SOMETIMES our lives can be changed by events that perhaps seem insignificant at first.
In a new film out this week, The Sense of an Ending, Jim Broadbent plays a man who is thrown into turmoil when he receives a letter.
“Tony is a single man, divorced with a daughter, and he’s retired,” explains Jim of his character.
“The story involves him getting a letter out of the blue, where he’s got a legacy from a mother of an old girlfriend, and the story spreads out from there, and it sends his life into some sort of turmoil.”
It transpires that years before, Tony had been going out with girlfriend Veronica, played by Broadchurch star Charlotte Rampling, but then she formed a relationship with his best friend Adrian.
After Tony had written each of them a very nasty letter, Adrian died in mysterious circumstances and the situation is brought back to the fore with the arrival of this letter.
“It’s a sort of nightmarish dream sequence where some of the fallout has invaded Tony’s life and he has a very upsetting dream about his behaviour in the past,” says Jim.
“He’s appraising his view of his younger self as the story unfolds.
“I can’t be any more specific — you’ll just have to see the film,” he teases.
When Tony tries to get in touch with Veronica, it’s clear that she isn’t overly keen to see him.
Veronica has kept Tony’s letter for years and hasn’t forgotten what he said to her.
There is a tension between them as a result of this, but that couldn’t have been further from the truth in reality, as Jim was delighted that Charlotte was cast in the film.
“She’s great, and a beautiful casting for the flm,” he says.
“She seemed absolutely natural, obvious and perfect. I can’t imagine Veronica being anyone other than Charlotte.”
Another of Jim’s co-stars was Michelle Dockery aka Lady Mary in Downton Abbey, and Jim reveals that filming scenes with her felt very authentic.

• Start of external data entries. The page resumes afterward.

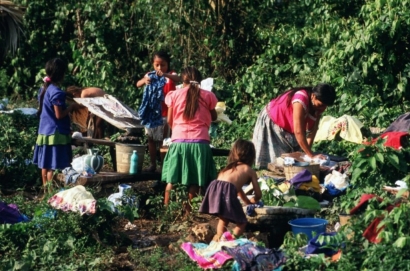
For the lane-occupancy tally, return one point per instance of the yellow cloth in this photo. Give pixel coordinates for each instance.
(348, 126)
(314, 185)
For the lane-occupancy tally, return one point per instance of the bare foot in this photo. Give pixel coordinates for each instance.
(152, 168)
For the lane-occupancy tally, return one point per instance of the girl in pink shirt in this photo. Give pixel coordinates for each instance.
(289, 123)
(189, 159)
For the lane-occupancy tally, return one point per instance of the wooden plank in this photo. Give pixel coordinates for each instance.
(81, 141)
(215, 151)
(112, 177)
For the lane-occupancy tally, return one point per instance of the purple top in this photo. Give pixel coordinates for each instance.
(49, 124)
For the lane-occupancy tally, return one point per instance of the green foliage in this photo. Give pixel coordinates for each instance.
(57, 240)
(17, 140)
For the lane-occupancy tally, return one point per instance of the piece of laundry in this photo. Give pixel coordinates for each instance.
(250, 209)
(336, 182)
(70, 175)
(76, 199)
(372, 231)
(395, 140)
(249, 257)
(364, 199)
(10, 214)
(150, 109)
(211, 256)
(313, 185)
(348, 127)
(302, 177)
(80, 117)
(401, 124)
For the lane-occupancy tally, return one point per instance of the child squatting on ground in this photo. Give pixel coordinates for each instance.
(153, 110)
(221, 197)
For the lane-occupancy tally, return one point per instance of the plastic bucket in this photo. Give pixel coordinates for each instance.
(123, 154)
(308, 226)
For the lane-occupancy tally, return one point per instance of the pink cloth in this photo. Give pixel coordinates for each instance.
(198, 127)
(215, 261)
(282, 114)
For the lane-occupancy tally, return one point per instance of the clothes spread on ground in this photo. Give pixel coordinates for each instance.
(401, 124)
(255, 258)
(221, 199)
(10, 214)
(372, 231)
(150, 110)
(76, 199)
(348, 127)
(246, 254)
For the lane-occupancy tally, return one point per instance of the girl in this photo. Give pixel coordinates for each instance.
(221, 197)
(189, 159)
(151, 104)
(53, 145)
(289, 123)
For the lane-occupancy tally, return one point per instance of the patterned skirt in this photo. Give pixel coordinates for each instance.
(189, 164)
(53, 151)
(271, 141)
(221, 199)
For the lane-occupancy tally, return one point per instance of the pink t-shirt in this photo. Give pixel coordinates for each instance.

Michelle’s character, Susie, is Tony’s pregnant daughter, and the storyline sees Tony attend antenatal classes with her.
“It felt very real — that whole class was a lot of genuinely-expectant mothers and their partners,” recalls Jim.
“I don’t know if she was a teacher or what, but the woman in charge of the class was real, and she put us all thoroughly through our paces.”
“The father-and-daughter relationship develops with the film and with Tony’s responsibilities.
“He has a great need of that relationship and he wants to show his daughter that he has something to offer.
“Rather than just being slightly passive, I think it’s quite a big learning curve that he goes on,” Jim says.
“The changes that happen to Tony are really quite profound without being tied up in any particular neat ending.
“There’s an awareness that things have changed.
“It’s a good tale from that point of view.”
The Sense of an Ending is in cinemas from Friday, April 14.